2023年 おもしろかった漫画たち
またもご無沙汰です。
今年は例年より本があまり読めなかった…と思っていたんだけど、今年読んで面白かった漫画なんだっけ?と思い返してみるとわりとぽこぽこ浮かんできた。
慌ただしくしている時でも、その隙間を縫って面白い本はちゃんと手元に届いてくるのだから不思議なものです。
とはいえ、来年は漫画も活字も、もっとたくさん出会いたいなあ。
ちょっとネタバレあるかもなのでお気をつけください。
ではでは。
読後、大河ドラマ…いや、朝ドラを一作見終わったような満足感でいっぱいになる作品。
1878年の長崎、フランスからの輸出入を扱う小道具屋に奉公としてやってきた少女・美世の物語。

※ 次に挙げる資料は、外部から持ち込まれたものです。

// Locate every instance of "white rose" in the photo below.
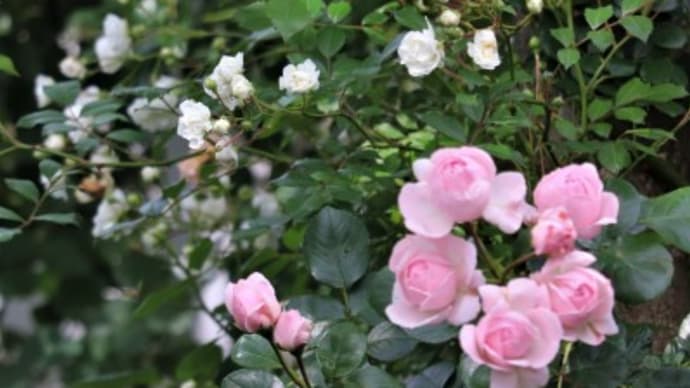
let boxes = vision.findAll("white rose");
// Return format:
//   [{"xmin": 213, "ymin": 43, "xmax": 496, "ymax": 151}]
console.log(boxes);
[
  {"xmin": 177, "ymin": 100, "xmax": 213, "ymax": 150},
  {"xmin": 527, "ymin": 0, "xmax": 544, "ymax": 13},
  {"xmin": 43, "ymin": 133, "xmax": 67, "ymax": 151},
  {"xmin": 398, "ymin": 24, "xmax": 443, "ymax": 77},
  {"xmin": 141, "ymin": 166, "xmax": 161, "ymax": 183},
  {"xmin": 204, "ymin": 53, "xmax": 254, "ymax": 110},
  {"xmin": 95, "ymin": 14, "xmax": 132, "ymax": 74},
  {"xmin": 127, "ymin": 76, "xmax": 179, "ymax": 132},
  {"xmin": 278, "ymin": 59, "xmax": 319, "ymax": 93},
  {"xmin": 467, "ymin": 28, "xmax": 501, "ymax": 70},
  {"xmin": 59, "ymin": 56, "xmax": 86, "ymax": 79},
  {"xmin": 34, "ymin": 74, "xmax": 55, "ymax": 108},
  {"xmin": 438, "ymin": 9, "xmax": 460, "ymax": 27},
  {"xmin": 91, "ymin": 189, "xmax": 129, "ymax": 238}
]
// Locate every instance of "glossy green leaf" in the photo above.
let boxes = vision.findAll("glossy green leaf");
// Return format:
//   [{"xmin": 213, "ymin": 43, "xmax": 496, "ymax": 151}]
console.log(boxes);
[
  {"xmin": 314, "ymin": 322, "xmax": 367, "ymax": 377},
  {"xmin": 230, "ymin": 334, "xmax": 281, "ymax": 369},
  {"xmin": 640, "ymin": 187, "xmax": 690, "ymax": 252},
  {"xmin": 304, "ymin": 207, "xmax": 369, "ymax": 288},
  {"xmin": 367, "ymin": 322, "xmax": 417, "ymax": 362},
  {"xmin": 5, "ymin": 178, "xmax": 39, "ymax": 202}
]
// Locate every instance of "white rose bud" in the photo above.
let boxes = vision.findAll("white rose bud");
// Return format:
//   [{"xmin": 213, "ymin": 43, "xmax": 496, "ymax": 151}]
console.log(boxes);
[
  {"xmin": 59, "ymin": 57, "xmax": 86, "ymax": 79},
  {"xmin": 438, "ymin": 9, "xmax": 460, "ymax": 27},
  {"xmin": 213, "ymin": 118, "xmax": 230, "ymax": 134},
  {"xmin": 34, "ymin": 74, "xmax": 55, "ymax": 108},
  {"xmin": 467, "ymin": 28, "xmax": 501, "ymax": 70},
  {"xmin": 527, "ymin": 0, "xmax": 544, "ymax": 13},
  {"xmin": 43, "ymin": 133, "xmax": 67, "ymax": 151},
  {"xmin": 398, "ymin": 22, "xmax": 443, "ymax": 77},
  {"xmin": 141, "ymin": 166, "xmax": 161, "ymax": 183},
  {"xmin": 177, "ymin": 100, "xmax": 213, "ymax": 150},
  {"xmin": 278, "ymin": 59, "xmax": 320, "ymax": 94}
]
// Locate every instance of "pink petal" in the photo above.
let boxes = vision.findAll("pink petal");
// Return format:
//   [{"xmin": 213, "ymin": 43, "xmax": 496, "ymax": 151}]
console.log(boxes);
[
  {"xmin": 597, "ymin": 191, "xmax": 620, "ymax": 225},
  {"xmin": 482, "ymin": 172, "xmax": 527, "ymax": 233},
  {"xmin": 398, "ymin": 183, "xmax": 455, "ymax": 238}
]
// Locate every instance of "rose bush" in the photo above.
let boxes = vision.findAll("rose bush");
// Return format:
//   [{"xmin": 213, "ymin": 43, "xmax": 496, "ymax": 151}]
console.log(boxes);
[{"xmin": 0, "ymin": 0, "xmax": 690, "ymax": 388}]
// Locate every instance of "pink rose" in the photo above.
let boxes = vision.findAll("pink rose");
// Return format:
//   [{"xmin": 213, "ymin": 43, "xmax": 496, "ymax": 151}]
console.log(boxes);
[
  {"xmin": 532, "ymin": 251, "xmax": 618, "ymax": 346},
  {"xmin": 386, "ymin": 235, "xmax": 484, "ymax": 328},
  {"xmin": 273, "ymin": 310, "xmax": 313, "ymax": 350},
  {"xmin": 532, "ymin": 206, "xmax": 577, "ymax": 256},
  {"xmin": 534, "ymin": 163, "xmax": 618, "ymax": 239},
  {"xmin": 225, "ymin": 272, "xmax": 282, "ymax": 333},
  {"xmin": 460, "ymin": 279, "xmax": 563, "ymax": 388}
]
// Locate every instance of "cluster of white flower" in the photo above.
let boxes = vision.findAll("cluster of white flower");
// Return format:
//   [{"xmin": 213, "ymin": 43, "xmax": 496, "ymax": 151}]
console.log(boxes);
[
  {"xmin": 127, "ymin": 76, "xmax": 179, "ymax": 132},
  {"xmin": 94, "ymin": 14, "xmax": 132, "ymax": 74},
  {"xmin": 204, "ymin": 53, "xmax": 254, "ymax": 110}
]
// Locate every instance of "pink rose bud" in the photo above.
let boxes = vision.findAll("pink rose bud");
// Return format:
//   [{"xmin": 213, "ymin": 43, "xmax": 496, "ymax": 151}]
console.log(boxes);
[
  {"xmin": 534, "ymin": 163, "xmax": 618, "ymax": 239},
  {"xmin": 273, "ymin": 310, "xmax": 313, "ymax": 350},
  {"xmin": 386, "ymin": 235, "xmax": 484, "ymax": 328},
  {"xmin": 532, "ymin": 206, "xmax": 577, "ymax": 256},
  {"xmin": 532, "ymin": 251, "xmax": 618, "ymax": 346},
  {"xmin": 460, "ymin": 279, "xmax": 563, "ymax": 388},
  {"xmin": 225, "ymin": 272, "xmax": 282, "ymax": 333}
]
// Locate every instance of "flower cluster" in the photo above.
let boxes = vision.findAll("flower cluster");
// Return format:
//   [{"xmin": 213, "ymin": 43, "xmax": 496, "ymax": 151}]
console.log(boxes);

美世の成長物語とも、店の主人・モモを中心とした変わりゆく歴史のうねりの物語とも楽しめる。
個人的には終わり方もこれ以上ないくらい良く
、特にタイトルの「ニュクスの角灯」の意味を美世が知るシーンが素晴らしかった。
天狗が大好きなので気になって読んでみた漫画。
天狗の末裔には14歳の1年間、世俗から離れて隠遁生活を送らねばならないというしきたりがあって、そのしきたりどおり、主人公のオンは、ほぼ初対面の年が離れた兄・基と隠遁生活をはじめるのだが…?というお話。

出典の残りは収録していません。